Tomber la face dans la gravelle est d’ailleurs une occasion en or de progresser – à condition de réfléchir à ce qui nous a fait trébucher. Les scientifiques le savent bien, eux dont les découvertes se font essentiellement à coups de « essuie et recommence ». C’est même beaucoup plus instructif que le succès, qui nous enivre tellement qu’on « ne voit pas vraiment ce qui est à voir », écrit le philosophe français Charles Pépin dans le magazine Le nouvel Economiste. Tandis qu’une débâcle permet de se frotter à la réalité.

Il donne l’exemple d’une perceuse. « Quand elle marche bien, c’est super, mais vous ne comprenez rien. C’est magique, cela perce un trou et on ne comprend pas comment. Au moment où elle tombe en panne, vous la dévissez, vous essayez de remettre la pièce qui ne va pas, et là, vous commencez à comprendre comment elle marche. Finalement, vous commencez à comprendre comment fonctionne la perceuse le jour où vous êtes confronté à l’échec du système. »

Reste qu’on n’est pas toujours capable de jouer la carte du détachement philosophique quand on vient de se mettre la main sur le rond de poêle. On a beau se répéter qu’« on n’est pas son échec », et qu’à un autre moment, dans un autre environnement, son affaire aurait peut-être marché du tonnerre, la brûlure irradie et laisse parfois une marque profonde dans la chair.

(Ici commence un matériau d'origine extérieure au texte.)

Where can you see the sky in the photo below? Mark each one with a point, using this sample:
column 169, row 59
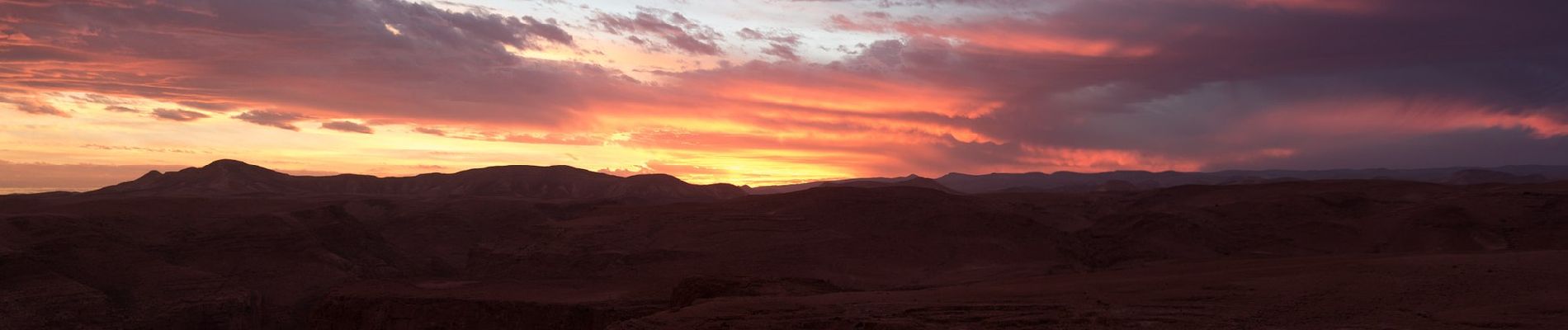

Le temps fait son œuvre, heureusement, dit Normand Baillargeon, professeur à l’UQÀM et spécialiste de la philosophie de l’éducation. Il cite une étude américaine récente portant sur le destin d’aspirants profs à qui on avait refusé la permanence dans une université. « C’est un échec monumental dans le milieu ; en gros, ça signifie : “Ce que tu rêvais de faire dans la vie, tu peux mettre une croix dessus.” » Sauf que, au bout de quelques années, tout était rentré dans l’ordre pour ces gens. « Autrement dit, ce qui nous apparaît sur le coup comme une catastrophe indicible finit par s’estomper. Et même par sombrer dans l’oubli, d’une certaine façon. Il faut garder ça en tête quand on se casse les dents, et s’éloigner de la prison de subjectivité dans laquelle la chose nous apparaît immense. »

Comment fait-on pour apprendre à échouer ?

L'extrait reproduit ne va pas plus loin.